I’m so sorry. I know I failed you, and I carry that weight every day. I wish I could go back and do better by you. Please forgive me. Everything happens for a reason, and at that time, that version of me wasn’t what you needed me to be. i am truly sorry nemesis. you were loved, and you always will be. 🖤

The Financial Squeeze

While I carried sickness and grief, money seemed to slip through our fingers faster than we could catch it.

Between November and the start of the new year, vehicles became our constant burden. We’d been using my mother’s car. She was worried that we wouldn’t have a dependable vehicle when the baby came. My husband and I purchased a used vehicle in November. The night the paperwork was signed, I drove about 3 miles up the road. I went to my grandmother’s house to show her the vehicle. After sitting with her for about 30 minutes, it wouldn’t start. That would be the start of our problems. Ultimately the guy wouldn’t give us a refund, but went half on the repairs. We still have it. After 2-3 trips to the mechanic shop and more spent money, it’s been parked in our backyard for months. It is inoperable. We bought another vehicle a few months later, a Chevy Suburban, and it went to crap shortly after. One broke down, we fixed it. Another failed, more money gone. Repairs, parts, more repairs — it was endless. Each time we thought we could breathe, another problem pulled us under. As I write this, the suburban has several new issues that have surfaced over the past 72 hours.

There was money owed to us that should have been returned (someone actually owed us money). It wasn’t. That money could have been the cushion we needed, the security to handle all those car troubles and unexpected bills. Instead, we felt the pinch with every passing week.
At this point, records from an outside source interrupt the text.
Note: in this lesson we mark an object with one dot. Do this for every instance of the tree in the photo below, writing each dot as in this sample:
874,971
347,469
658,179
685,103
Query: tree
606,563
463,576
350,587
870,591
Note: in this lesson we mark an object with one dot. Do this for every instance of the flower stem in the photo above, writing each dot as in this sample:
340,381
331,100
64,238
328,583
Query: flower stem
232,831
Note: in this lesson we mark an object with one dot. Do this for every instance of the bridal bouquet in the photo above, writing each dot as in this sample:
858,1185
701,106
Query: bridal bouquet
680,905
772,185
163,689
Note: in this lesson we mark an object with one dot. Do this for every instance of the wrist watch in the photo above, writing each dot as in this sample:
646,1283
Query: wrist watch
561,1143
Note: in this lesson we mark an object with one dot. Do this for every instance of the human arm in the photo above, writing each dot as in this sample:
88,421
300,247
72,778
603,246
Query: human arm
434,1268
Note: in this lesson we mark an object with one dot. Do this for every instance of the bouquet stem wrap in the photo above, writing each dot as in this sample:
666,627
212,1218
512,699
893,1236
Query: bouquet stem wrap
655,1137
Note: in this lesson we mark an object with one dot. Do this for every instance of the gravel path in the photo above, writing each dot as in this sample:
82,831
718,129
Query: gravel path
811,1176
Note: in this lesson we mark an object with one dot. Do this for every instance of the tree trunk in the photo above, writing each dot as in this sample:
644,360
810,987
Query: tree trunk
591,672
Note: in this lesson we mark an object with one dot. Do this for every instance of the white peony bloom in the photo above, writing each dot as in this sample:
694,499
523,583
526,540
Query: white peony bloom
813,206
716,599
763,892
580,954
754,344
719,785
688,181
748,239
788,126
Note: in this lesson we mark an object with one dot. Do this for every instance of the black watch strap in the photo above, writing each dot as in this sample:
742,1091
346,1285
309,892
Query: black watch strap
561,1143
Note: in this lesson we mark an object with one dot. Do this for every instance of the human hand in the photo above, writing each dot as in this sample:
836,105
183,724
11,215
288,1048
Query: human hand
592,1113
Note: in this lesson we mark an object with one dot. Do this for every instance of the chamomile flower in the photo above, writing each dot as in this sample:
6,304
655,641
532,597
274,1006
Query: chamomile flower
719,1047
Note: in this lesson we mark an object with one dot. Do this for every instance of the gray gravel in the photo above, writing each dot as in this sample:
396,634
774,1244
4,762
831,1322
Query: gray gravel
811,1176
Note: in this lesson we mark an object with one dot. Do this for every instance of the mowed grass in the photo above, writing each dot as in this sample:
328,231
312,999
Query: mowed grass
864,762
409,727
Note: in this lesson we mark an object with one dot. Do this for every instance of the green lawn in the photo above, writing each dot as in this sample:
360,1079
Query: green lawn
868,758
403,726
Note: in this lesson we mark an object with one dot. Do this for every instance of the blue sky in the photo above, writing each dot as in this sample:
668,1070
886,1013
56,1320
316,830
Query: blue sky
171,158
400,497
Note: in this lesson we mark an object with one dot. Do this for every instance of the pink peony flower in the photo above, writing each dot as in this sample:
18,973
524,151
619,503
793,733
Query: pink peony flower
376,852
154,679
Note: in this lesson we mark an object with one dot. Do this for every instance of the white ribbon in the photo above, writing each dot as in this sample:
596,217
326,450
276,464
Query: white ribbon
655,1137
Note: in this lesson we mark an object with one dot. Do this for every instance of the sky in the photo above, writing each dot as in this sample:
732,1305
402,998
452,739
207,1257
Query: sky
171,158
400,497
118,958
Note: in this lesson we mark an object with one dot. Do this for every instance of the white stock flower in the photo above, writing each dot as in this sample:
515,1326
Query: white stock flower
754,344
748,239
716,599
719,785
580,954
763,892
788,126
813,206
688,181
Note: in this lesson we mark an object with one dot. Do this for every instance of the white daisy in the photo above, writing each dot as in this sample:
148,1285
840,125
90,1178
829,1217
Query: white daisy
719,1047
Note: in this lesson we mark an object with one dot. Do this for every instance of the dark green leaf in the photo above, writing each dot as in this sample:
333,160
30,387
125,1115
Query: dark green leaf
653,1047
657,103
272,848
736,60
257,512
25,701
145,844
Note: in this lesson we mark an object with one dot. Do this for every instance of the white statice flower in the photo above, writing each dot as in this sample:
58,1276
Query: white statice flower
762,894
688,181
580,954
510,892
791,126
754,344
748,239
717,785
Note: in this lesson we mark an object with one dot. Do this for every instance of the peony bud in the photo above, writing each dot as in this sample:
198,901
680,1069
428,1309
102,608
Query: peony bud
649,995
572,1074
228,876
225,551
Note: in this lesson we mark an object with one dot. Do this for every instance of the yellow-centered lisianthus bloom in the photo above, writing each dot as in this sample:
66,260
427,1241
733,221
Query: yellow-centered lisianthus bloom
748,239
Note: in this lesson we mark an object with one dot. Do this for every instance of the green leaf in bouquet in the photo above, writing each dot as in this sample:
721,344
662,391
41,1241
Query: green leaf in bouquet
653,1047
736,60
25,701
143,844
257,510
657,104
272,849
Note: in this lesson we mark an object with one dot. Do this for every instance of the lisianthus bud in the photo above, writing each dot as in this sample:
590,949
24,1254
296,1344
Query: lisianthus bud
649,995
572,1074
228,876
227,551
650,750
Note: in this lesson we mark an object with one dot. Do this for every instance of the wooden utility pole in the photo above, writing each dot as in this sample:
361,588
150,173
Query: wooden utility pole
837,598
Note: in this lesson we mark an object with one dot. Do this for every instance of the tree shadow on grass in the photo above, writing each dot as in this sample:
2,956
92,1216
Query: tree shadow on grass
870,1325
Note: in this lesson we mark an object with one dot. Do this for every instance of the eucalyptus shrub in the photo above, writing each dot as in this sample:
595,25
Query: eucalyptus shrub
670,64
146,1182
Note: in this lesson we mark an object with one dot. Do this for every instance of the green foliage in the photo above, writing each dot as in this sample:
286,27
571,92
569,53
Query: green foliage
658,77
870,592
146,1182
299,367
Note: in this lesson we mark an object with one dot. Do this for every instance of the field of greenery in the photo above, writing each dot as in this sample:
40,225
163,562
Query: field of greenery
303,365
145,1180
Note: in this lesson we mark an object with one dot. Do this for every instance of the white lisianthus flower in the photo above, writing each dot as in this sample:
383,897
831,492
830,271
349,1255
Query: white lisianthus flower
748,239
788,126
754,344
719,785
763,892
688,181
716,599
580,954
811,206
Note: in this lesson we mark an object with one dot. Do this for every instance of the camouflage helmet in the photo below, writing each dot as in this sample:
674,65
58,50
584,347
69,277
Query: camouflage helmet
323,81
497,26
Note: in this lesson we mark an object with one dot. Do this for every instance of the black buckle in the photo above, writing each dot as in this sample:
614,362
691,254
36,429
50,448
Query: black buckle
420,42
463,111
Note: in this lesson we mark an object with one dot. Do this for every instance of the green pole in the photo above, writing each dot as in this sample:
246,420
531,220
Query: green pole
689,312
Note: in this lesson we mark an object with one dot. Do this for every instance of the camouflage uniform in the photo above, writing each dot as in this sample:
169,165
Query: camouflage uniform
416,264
Bills piled. Groceries stretched thin. Even something as simple as keeping gas in the car became a calculation.


Holding Onto a Vision

Through all of this — the sickness, the loss, the financial strain — I clung to one vision: the homebirth I had dreamed of.

I pictured myself surrounded by love, with my older children there to witness their sibling’s arrival. I pictured the midwife by my side, guiding me through, keeping her word. I pictured warmth, safety, and the beauty of welcoming life in the space I had prepared.

That vision was what carried me through. It was the light I fixed my eyes on, even as storms gathered all around me.

I didn’t know then just how strong that storm would become.